While we were clearly in the midst of rebuilding confidence lost during the financial crisis, the market has confronted numerous headwinds this year. Most recently we were exposed to a political process in the U.S. that created uncertainty as questions lingered about whether inaction might cause the country to default on its debt for the first time in history. Before that, we witnessed disruptions in the Middle East and North Africa, a sharp spike in energy prices, a continued fall of the U.S. dollar, an earthquake and tsunami in Japan, and questions about financial solvency in the Eurozone.
But there have been many positives as well. We’ve seen an economic recovery begin to take hold on a global basis, companies are reporting solid earnings, interest rates remain low and valuations seem reasonable for many corporations. At the same time, emerging markets consumers continue to drive global growth.
We may not be out of the woods just yet, though I’m not expecting a repeat of the last market downturn. I continue to believe that the outlook for equities over the next five years is compelling. I suspect that some earnings estimates for 2012 will have to come down, but am not expecting the double-dip recession we’re hearing about from some pundits.
Market sentiment has moved from optimistic to complacent to fearful to panicked. While disconcerting and scary, events like this are common at market bottoms.
From where I sit, I’m finding a large number of “fat pitches” out there today. It reminds me of the valuations we saw near the bottom in 2009, even though the economic outlook is a bit more uncertain right now.
Sure, there is plenty to worry about, and regaining investor confidence in the stock market won’t happen overnight. But my advice is to stick to your asset allocation plan and remember that trying to make shifts during times of panic often leads to investor regret. For those of us with a long-term perspective, times like these can present excellent opportunities.
In my view, we’re in for a period where market volatility is likely to remain at increased levels. How long is impossible to predict.
Market corrections are a normal part of bull markets, though they happen unexpectedly. We’ve had very few pullbacks over the past two years and were not surprised to see one following the huge run-up in stocks around the world since the March 2009 low.

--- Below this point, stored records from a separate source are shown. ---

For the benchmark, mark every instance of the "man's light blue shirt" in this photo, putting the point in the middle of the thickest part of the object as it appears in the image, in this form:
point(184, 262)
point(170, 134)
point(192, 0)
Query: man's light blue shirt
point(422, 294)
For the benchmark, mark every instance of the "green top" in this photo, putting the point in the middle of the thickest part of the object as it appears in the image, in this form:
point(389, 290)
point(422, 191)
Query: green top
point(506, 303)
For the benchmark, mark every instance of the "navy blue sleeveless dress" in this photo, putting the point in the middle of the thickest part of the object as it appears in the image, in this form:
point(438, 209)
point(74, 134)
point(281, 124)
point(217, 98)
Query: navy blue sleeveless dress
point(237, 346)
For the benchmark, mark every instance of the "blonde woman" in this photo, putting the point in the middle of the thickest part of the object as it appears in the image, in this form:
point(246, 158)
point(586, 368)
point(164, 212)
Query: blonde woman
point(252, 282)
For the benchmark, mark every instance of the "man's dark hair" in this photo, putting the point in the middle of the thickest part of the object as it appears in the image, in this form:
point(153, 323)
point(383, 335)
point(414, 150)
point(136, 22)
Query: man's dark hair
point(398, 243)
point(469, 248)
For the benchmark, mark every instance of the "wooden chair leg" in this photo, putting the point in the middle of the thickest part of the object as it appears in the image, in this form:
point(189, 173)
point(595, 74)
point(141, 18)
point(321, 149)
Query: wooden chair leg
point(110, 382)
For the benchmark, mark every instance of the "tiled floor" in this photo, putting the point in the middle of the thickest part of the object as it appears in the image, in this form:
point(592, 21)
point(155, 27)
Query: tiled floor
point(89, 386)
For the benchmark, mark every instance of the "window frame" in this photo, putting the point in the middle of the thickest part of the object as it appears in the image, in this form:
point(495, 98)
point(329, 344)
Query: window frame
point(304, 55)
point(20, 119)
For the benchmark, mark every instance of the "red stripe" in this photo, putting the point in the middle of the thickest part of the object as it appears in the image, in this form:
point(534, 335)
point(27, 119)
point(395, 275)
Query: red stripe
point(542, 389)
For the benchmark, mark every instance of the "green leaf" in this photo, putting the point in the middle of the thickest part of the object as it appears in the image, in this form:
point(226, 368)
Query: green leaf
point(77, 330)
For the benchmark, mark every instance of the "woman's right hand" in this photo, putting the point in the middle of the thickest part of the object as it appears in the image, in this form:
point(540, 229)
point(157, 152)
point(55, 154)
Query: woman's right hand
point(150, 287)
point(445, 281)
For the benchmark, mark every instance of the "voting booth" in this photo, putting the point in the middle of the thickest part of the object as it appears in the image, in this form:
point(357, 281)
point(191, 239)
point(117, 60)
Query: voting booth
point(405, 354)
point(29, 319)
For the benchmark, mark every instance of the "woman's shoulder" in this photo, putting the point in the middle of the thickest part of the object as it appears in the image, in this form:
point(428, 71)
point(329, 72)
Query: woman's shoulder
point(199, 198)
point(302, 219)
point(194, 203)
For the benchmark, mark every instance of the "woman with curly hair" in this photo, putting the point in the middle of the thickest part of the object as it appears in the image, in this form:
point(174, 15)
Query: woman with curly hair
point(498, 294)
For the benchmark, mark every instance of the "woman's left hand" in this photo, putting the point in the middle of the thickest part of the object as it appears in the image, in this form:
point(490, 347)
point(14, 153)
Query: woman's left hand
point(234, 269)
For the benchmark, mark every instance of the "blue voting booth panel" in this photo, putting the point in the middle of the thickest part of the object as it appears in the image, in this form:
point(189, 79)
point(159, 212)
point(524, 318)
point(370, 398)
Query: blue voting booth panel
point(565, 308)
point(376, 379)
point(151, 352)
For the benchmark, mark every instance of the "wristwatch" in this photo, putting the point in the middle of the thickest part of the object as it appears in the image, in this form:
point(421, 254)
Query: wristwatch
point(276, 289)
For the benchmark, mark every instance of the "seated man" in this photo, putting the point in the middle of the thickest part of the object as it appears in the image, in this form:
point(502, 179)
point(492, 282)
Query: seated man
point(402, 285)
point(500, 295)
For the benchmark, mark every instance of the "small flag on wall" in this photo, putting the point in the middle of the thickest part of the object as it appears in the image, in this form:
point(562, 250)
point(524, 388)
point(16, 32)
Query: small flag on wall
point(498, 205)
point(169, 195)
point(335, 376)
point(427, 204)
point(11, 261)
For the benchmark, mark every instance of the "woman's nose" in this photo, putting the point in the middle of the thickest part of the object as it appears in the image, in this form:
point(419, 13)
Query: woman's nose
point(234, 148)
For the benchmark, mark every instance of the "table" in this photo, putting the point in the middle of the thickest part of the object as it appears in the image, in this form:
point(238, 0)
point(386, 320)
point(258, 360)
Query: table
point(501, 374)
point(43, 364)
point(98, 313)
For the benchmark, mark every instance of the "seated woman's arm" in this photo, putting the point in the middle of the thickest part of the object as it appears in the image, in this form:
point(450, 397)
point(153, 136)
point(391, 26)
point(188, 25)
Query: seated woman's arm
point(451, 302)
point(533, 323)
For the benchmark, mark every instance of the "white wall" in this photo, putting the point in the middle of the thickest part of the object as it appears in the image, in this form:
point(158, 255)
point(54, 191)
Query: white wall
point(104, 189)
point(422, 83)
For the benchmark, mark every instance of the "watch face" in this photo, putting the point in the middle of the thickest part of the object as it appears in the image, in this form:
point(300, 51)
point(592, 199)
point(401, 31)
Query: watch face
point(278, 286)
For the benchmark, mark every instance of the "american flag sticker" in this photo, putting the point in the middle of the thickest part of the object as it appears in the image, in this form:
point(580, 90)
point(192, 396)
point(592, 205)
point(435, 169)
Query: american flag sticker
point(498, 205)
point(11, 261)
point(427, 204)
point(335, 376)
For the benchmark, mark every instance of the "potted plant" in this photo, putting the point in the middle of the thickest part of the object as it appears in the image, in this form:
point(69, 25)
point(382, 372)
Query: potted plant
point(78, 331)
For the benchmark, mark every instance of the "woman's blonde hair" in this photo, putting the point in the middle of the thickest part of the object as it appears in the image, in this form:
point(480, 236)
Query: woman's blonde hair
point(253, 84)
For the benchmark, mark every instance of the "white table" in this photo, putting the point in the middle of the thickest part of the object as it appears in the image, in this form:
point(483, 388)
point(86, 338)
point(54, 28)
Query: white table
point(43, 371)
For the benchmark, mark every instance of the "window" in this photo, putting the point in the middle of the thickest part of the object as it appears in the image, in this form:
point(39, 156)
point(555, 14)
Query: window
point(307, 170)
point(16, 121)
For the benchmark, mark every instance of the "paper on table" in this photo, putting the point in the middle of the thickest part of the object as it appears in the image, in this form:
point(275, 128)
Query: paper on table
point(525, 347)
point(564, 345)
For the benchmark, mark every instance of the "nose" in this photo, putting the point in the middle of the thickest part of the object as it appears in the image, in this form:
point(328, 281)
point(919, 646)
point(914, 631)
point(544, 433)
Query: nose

This market has actually been extremely resilient despite an array of disconcerting macroeconomic events.
High-volume trading programs, which have increased on Wall Street, add to the extreme volatility in today’s marketplace. We’ve also seen a lot of panic selling. The good news is that panic selling often comes at market bottoms, and it presents attractive opportunities for long-term investors.
I’ve identified a number of good companies that have seen their share prices impacted, yet continue to demonstrate strong fundamentals. Many of these companies serve the growing emerging middle class in the developing world, which has plenty of disposable income to spend. I believe this is a powerful long-term trend, and one we have been talking about for some time at the Capital organization.
I’d also note that, in watching the TV news today, almost everyone you hear is negative, and many are forecasting a weaker U.S. economic environment to include a double-dip recession. I’m really glad to hear that because once everyone is talking about bad news, you know it has probably already been priced into the market.
Granted, earnings estimates may have to come down a bit, since there is some slowing in the economy. But even at reduced levels, stock valuations seem very cheap on a long-term basis. I don’t want to discount the real risks that exist, and I wouldn’t be surprised to see the market move somewhat lower in the short-term. However, when viewed from a long-term perspective, equities seem like very good values, especially at current levels.